Monica Rhodes is the former director of Resource Management at the National Park Foundation. In this role, Rhodes oversaw facility and construction grant-making to the National Park Service and helped lead efforts to develop strategies for African American and Latinx engagement.
Prior to her role at NPF, Rhodes was the founding director of the National Trust’s HOPE (Hands-On Preservation Experience) Crew, which was created to expand the preservation movement to a younger, more diverse audience. In the five years of leading HOPE Crew, Rhodes guided over 165 preservation construction projects, trained 750 young people and veterans, and engaged 3700 volunteers in large-scale community events. Under her leadership, the program garnered more than 1 billion media impressions and supported $18 million of preservation work, primarily in national parks. Before joining the Trust, Rhodes worked as a consultant to preservation non-profits.
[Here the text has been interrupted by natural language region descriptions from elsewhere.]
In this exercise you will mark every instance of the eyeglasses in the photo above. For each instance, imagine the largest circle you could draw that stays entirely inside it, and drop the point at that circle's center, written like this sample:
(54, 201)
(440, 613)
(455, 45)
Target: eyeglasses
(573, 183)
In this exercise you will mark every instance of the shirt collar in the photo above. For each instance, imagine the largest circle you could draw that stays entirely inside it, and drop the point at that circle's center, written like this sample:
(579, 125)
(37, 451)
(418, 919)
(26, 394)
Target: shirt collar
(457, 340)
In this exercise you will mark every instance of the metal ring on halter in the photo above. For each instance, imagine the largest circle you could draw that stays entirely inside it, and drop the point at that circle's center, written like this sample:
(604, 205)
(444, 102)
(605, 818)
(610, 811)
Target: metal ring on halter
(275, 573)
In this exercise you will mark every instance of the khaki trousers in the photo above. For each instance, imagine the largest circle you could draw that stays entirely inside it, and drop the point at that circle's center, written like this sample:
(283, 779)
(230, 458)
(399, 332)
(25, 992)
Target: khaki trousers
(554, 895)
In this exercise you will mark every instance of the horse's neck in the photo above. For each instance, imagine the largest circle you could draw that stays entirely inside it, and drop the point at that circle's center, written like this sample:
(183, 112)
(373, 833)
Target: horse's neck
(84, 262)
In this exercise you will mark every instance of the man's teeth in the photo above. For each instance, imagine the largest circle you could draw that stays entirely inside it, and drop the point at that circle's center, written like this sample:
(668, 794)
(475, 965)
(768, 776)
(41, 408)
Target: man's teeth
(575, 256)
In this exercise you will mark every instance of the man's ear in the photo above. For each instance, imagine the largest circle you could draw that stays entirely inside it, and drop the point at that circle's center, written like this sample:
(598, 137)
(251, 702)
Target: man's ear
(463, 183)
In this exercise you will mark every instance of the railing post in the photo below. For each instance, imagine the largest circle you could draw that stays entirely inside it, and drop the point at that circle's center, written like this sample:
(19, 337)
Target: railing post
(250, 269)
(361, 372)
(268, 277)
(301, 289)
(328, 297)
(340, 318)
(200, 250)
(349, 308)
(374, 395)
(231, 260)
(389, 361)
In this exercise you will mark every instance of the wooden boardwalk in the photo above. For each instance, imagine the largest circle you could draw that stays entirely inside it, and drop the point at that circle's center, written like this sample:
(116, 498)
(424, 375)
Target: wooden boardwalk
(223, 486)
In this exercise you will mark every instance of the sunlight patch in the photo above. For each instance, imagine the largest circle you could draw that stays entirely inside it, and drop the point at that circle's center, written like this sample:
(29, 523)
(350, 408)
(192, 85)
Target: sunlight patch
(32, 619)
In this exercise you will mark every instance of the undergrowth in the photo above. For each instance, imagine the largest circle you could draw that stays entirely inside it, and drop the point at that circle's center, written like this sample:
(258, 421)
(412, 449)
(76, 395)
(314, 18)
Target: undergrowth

Rhodes’ work has been featured in national outlets like PBS NewsHour, Huffington Post, Washington Post, and U.S. News & World Report. She also appeared in a feature spread on women in the preservation movement in Essence Magazine’s Spring 2018 issue. Separate from her work with NPF, Rhodes served on the Commission for Historical and Architectural Preservation and the Market Center Community Development Corporation board in Baltimore City. She also served as an advisor for the DC LGBTQ Historic Context Study and a project reviewer for the Facilities and Buildings grant program for the DC Commission on the Arts and Humanities.
Rhodes earned her undergraduate degree in History at the University of Tulsa and a Master’s degree in African American Studies at Temple University. She also attended the University of Pennsylvania where she received a Master’s degree in Historic Preservation.